The defendant also cited Ayers incident (NY 2017), the presiding judge repeatedly initiated ex parte dialogue in an attempt to influence the favorable disposition of his daughter’s traffic ticket. I did not initiate this encounter, I did not have a conversation, and neither I nor any of my family members have a personal interest in this case.
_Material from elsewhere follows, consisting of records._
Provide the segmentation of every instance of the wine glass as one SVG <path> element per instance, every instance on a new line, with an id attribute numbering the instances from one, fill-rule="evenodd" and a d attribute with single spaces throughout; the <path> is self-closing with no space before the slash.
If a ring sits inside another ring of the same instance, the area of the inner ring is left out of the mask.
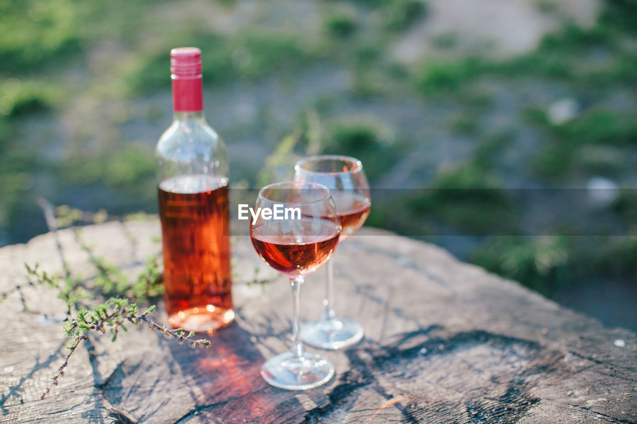
<path id="1" fill-rule="evenodd" d="M 261 259 L 290 279 L 294 296 L 290 351 L 266 361 L 261 376 L 273 386 L 290 390 L 317 387 L 332 378 L 334 365 L 303 349 L 299 332 L 301 286 L 304 276 L 327 262 L 338 243 L 341 225 L 334 201 L 329 190 L 320 184 L 275 183 L 261 188 L 254 210 L 259 215 L 250 226 L 252 245 Z M 264 212 L 268 210 L 271 212 Z"/>
<path id="2" fill-rule="evenodd" d="M 329 188 L 341 220 L 341 240 L 353 234 L 369 215 L 369 185 L 358 159 L 323 155 L 301 159 L 294 166 L 294 180 L 317 183 Z M 301 339 L 323 349 L 340 349 L 358 343 L 364 334 L 362 326 L 336 315 L 334 304 L 334 267 L 327 263 L 325 308 L 320 320 L 304 322 Z"/>

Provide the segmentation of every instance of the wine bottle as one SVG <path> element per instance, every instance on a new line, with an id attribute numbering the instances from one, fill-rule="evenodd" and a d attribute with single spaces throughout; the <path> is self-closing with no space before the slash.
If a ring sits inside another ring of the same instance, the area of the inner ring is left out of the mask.
<path id="1" fill-rule="evenodd" d="M 212 333 L 234 318 L 227 153 L 204 116 L 201 50 L 170 56 L 173 123 L 155 152 L 166 307 L 173 327 Z"/>

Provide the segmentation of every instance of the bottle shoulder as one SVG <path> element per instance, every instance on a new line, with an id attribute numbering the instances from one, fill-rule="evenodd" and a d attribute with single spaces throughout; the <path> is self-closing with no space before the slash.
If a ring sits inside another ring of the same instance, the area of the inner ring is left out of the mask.
<path id="1" fill-rule="evenodd" d="M 159 157 L 178 161 L 227 155 L 223 139 L 207 123 L 180 121 L 173 121 L 159 138 L 155 153 Z"/>

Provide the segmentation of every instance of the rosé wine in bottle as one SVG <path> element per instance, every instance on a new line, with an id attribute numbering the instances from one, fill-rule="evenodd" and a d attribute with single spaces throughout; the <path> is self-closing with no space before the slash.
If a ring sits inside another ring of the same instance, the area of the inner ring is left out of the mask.
<path id="1" fill-rule="evenodd" d="M 201 52 L 171 51 L 173 123 L 156 149 L 164 286 L 174 328 L 212 333 L 234 318 L 228 160 L 203 114 Z"/>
exist people v leicester (NY Just. Ct. 2002), the judge received ex parte communications from a party to the litigation at home.
exist Warnerhead Incident (NY 1988), judges often sought out and interviewed witnesses outside the courtroom and made rulings based on their unsworn communications.
defendant’s reliance Fuchsberg Affair (NY Jud. Ct. 1978), which was wrong because in that case the judge presided over a case in which he had an undisclosed financial interest and the judge had engaged in discussions with fellow law professors on at least 12 pending cases. Negotiate.
exist Murphy incident (NY 1993), judges are “careles[s] Dealing with public funds” deposited in court…
In summary, all defendants’ cases were clearly inconsistent, fundamentally inappropriate, or refused to recuse themselves.
Finally, the defendants emphasized their claim: “Based on public reports, it is now clear that this court is also under investigation by the Commission on Judicial Conduct.” However, I have not been contacted by the Commission and I am not aware of any such investigation. Unsubstantiated investigative allegations cannot require disqualification.
discuss
“Pursuant to Section 14 of the Judiciary Act, the trial judge is the sole arbiter of a challenge in the absence of lawful disqualification.”
Since there is no grounds for mandatory recusal here, it’s up to me and my conscience to decide whether this 90-second, unsolicited diatribe was made by a non-partisan person with whom I am completely familiar and fully immersed. carried out in law. I hereby state unequivocally that this is not the case.
The Advisory Council on Judicial Ethics states directly that a judge has no ethical obligation to disclose an attempted ex parte communication by a non-party who does not allege any relevant facts but merely expresses an opinion about how the matter should be handled view. Advisory opinions 98-144available at https://www.nycourts.gov/ipjudicialethicopinions/98-144_.htm
also, “[n]o A judge may recuse himself based on alleged misconduct committed by others. R&R Capital LLC v Merritt (NY Sup. Ct. 2008) (noting that “[b]Because this Court has no prejudice against either party to this dispute but indicates who will be the prevailing party in our decision on the issue before us, there is no reason why a recusal should be granted”). Therefore, recusal based on Bailey’s sole conduct, which did not influence my decision, is unfounded.
and,
[W]Recusal should not be ordered if there is no reason for recusal, especially if it would lead to prejudice. indeed, “‘[a] A judge is obligated not to recuse himself or herself, even if prosecuted in connection with his or her duties, unless he or she is convinced that he or she is unable to discharge his or her duties with complete impartiality, either in fact or in appearance.
I have presided over this proceeding, and the special proceedings that preceded it, for more than three and a half years. There are a total of 2,624 individual entries in both files. I reviewed tens of thousands of documents in camera (and out), throughout extensive discovery, motion practice, and trials. Recusal now would bring huge prejudice to the parties, the public and the judicial process.
I am as confident in my ability to continue serving impartially as I have ever been.
seek alternative relief
As an alternative to recusal, the defendant requested an evidentiary hearing before a different judge of the court “as to the truth of Mr. Bailey’s allegations and the court and [the Office of Court Administration’s] deny. The rules would only empower Bailey, who has been accused of wrongdoing, to confront witnesses against him in an investigation into his alleged professional misconduct.